Low-rank adaptation (LoRA) has been demonstrated effective in reducing the trainable parameter number when fine-tuning a large foundation model (LLM). However, it still encounters computational and memory challenges when scaling to larger models or addressing more complex task adaptation. In this work, we introduce Sparse Spectrum Adaptation via Discrete Hartley Transformation (SSH), a novel approach that significantly reduces the number of trainable parameters while enhancing model performance. It selects the most informative spectral components across all layers, under the guidance of the initial weights after a discrete Hartley transformation (DHT). The lightweight inverse DHT then projects the spectrum back into the spatial domain for updates. Extensive experiments across both single-modality tasks such as language understanding and generation and multi-modality tasks such as video-text understanding demonstrate that SSH outperforms existing parameter-efficient fine-tuning (PEFT) methods while achieving substantial reductions in computational cost and memory requirements.

Paper Structure

This paper contains 27 sections, 7 equations, 4 figures, 12 tables, 1 algorithm.

Figures (4)

  • Figure 1: Performance and computation comparison of fine-tuning methods in NLP and CV Tasks. (a) For NLP on LLaMA3.1-8B, SSH achieves 7.93 GPT-4 score, closely matching full fine-tuning's 7.95 score, while using less than 0.1% of the parameters. (b) In CV tasks, SSH achieves 77.4% accuracy, matching the performance of full fine-tuning with significantly fewer parameters. (c) & (d) SSH reduces up to 55% of GFLOPs compared to FourierFT in both NLP and CV tasks, providing significant computation efficiency gains.
  • Figure 2: Overview of Sparse Spectrum Adaptation via Discrete Hartley Transform (SSH).
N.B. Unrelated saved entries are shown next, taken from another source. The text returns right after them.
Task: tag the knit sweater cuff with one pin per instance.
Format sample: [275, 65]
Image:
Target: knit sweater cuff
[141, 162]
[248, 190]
First, the discrete Hartley transform (DHT) is applied to the pretrained weights to extract and retain the most important frequency components. Then, a selective process identifies specific spectral coefficients to be learned as trainable parameters, which are organized into a spectral matrix. Finally, the modified spectral matrix is transformed back to the spatial domain through the symmetric application of the inverse discrete Hartley transform (iDHT), ensuring accurate reconstruction and efficient updates to the model's weights.
  • Figure 3: Visual representation of the RoBERTa attention mechanism's key and value matrices before and after discrete Hartley transform (DHT). (a)(b) show the original weight distributions of the key and value matrices, respectively. (d)(e) depict the transformed DHT values, demonstrating effective spectral compression. Heatmaps (c)(f) illustrate the output weights before and after DHT, highlighting the achieved sparsity and efficient representation.
  • Figure 4: Ablation study of SSH on GLUE tasks illustrating the effect of varying energy ratios ($\delta$) on performance with RoBERTa-base (n=750). Performance is normalized to $\delta = 0.5$, showing optimal balance and diversity in spectral representation at $\delta = 0.7$.